My grandmothers, who both came to live in Arcachon, could put their feet in water, but they couldn’t swim; learning to swim was impossible. Meanwhile, my mother, born in 1919, who had learned to swim in the pool, could do crawling competitions. In the tradition of the women in my family, this is a real break, and also an example. It always bothered me that my maternal grandmother had no more education than learning to swim. We wanted to confine the lives of these lively and intelligent women to the confines of the home… Swimming and defending a thesis gives me a sense of achievement, not in a triumphant sense, but as an opener of horizons, allowing me to travel the world and meet people who in turn will multiply opportunities.
He who swims is engaged in sports, an activity long considered masculine…
Indeed, and there is also a long tradition that makes water a dangerous element. Cities were built against water from which an invader might come, and believed to be injurious to health, carrying harmful germs; Marie-Antoinette was accused of washing too much. The swimmer appears well after the “invention” of swimming as a sport by the English, only at the end of the 19th century. And women are only allowed to enter the water at that time if they are sick. The first beaches were in Normandy, where women thought to be suffering from hysteria or nervous illness were immersed in icy water, a bit like being electrocuted. We are far away from the physical…
Then the first English swimmers swam naked. Doesn’t the swimmer break an additional taboo by undressing?
Yes, she is a challenge to women’s ancestors in many ways. its body becomes stronger, it is no longer devoted to reproduction and confined to the house, and it is naked. We must also distinguish swimming, where we follow our wake, choosing the direction we want, from swimming, which we practice in the pool, along the corridors, in training, imagining the performance.
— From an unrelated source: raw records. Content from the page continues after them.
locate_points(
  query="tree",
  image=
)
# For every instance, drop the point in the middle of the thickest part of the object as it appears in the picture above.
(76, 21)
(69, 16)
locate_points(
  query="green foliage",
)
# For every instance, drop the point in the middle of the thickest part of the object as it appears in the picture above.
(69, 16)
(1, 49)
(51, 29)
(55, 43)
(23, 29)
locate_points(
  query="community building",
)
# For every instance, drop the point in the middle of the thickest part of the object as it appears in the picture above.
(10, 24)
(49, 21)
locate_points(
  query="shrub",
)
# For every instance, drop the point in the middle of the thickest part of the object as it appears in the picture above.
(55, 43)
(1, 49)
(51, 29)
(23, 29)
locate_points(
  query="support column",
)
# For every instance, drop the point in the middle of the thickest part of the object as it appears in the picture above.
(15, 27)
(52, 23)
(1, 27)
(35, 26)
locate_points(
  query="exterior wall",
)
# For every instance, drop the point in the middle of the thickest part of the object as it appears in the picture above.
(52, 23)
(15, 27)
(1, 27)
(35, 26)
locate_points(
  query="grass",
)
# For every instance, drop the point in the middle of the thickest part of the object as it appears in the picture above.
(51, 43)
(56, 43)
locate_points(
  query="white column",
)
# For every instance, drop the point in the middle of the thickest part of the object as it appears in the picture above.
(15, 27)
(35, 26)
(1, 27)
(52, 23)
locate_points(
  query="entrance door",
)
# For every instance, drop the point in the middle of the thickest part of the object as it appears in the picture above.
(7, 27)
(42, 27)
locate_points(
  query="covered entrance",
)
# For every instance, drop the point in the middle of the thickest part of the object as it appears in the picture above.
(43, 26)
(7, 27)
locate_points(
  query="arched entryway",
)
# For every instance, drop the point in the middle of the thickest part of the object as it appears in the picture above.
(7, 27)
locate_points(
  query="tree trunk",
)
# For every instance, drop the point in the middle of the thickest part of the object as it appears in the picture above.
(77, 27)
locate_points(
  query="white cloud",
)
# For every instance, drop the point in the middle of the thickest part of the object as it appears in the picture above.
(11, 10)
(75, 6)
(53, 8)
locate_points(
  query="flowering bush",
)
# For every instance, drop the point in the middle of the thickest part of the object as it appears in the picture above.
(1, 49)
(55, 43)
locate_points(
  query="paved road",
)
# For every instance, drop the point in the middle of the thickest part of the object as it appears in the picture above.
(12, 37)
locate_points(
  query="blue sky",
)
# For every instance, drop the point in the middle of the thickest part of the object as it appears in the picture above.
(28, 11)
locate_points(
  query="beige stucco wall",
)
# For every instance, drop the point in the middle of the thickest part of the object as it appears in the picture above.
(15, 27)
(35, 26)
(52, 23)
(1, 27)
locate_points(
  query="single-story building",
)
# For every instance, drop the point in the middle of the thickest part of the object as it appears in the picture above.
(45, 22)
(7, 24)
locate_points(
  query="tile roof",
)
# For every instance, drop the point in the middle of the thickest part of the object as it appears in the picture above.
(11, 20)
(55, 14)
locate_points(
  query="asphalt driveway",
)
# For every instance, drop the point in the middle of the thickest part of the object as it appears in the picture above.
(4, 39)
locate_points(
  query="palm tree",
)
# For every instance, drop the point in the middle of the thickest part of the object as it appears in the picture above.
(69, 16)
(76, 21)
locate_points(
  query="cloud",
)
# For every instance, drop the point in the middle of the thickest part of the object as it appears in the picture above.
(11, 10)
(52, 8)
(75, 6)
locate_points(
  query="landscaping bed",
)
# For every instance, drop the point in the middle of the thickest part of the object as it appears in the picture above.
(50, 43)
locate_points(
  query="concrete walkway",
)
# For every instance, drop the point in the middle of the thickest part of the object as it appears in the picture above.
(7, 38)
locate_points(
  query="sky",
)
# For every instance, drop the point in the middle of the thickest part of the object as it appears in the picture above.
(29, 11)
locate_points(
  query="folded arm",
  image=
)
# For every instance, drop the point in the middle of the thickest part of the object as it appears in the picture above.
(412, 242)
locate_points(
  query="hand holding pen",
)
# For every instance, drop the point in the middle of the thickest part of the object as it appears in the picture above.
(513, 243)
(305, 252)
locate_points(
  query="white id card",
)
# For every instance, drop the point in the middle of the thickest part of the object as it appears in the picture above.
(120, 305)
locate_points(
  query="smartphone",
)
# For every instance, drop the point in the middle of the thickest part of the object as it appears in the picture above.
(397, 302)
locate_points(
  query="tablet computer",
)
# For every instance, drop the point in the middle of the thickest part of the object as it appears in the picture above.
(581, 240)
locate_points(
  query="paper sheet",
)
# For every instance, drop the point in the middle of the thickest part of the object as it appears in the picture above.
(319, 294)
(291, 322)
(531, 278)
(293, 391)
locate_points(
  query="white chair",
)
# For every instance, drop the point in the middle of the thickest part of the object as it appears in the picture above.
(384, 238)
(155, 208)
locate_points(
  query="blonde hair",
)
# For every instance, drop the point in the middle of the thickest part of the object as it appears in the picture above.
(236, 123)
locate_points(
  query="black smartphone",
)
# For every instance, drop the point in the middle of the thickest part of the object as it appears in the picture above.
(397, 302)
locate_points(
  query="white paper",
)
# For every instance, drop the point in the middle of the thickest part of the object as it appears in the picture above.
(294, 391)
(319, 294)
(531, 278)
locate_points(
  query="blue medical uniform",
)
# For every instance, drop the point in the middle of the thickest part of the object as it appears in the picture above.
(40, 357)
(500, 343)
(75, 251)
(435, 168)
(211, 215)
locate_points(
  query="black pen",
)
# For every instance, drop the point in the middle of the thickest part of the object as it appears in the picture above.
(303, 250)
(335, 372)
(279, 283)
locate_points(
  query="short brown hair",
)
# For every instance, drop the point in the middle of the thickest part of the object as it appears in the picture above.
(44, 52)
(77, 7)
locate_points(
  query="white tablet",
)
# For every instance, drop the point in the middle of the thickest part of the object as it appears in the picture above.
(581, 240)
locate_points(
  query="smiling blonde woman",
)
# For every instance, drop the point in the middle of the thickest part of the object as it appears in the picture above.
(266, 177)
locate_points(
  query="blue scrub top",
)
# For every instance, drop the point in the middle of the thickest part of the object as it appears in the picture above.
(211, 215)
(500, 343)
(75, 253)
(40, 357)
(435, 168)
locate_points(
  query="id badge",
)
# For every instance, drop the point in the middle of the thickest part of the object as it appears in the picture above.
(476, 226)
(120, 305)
Swimming is not in competition. you swim for yourself, not knowing if you did better or worse than yesterday, establishing a sensual relationship with the water, enjoying looking at the sky and the shore, being “on the edge”. from”. We feel a kind of enthusiasm for the moment we are given, where we feel a benevolent freshness and lightening of our weight and essence.
Your connections with water reappear in your magnificent portrait by Dani Laferriere in response to your acceptance speech at the French Academy; two texts that can be found here. From the Fan to La Coupole. What did you like best about his portrait?
His idea of comparing me to Alice, the heroineAlice in Wonderland By Lewis Carroll. I loved how she hooked me with her graceful naturalness, almost like a little girl asking questions about the world without getting answers because my mother was distracted and my father was silent. Then he has this wonderful reflection, after which one learns to ask questions And to give the answers, that is, to become a writer.
(1) In the Arms of Water, Chantal Thomas Interviews with Fabrice Lardreau, ed. Arto, 172 pages, 13 euros.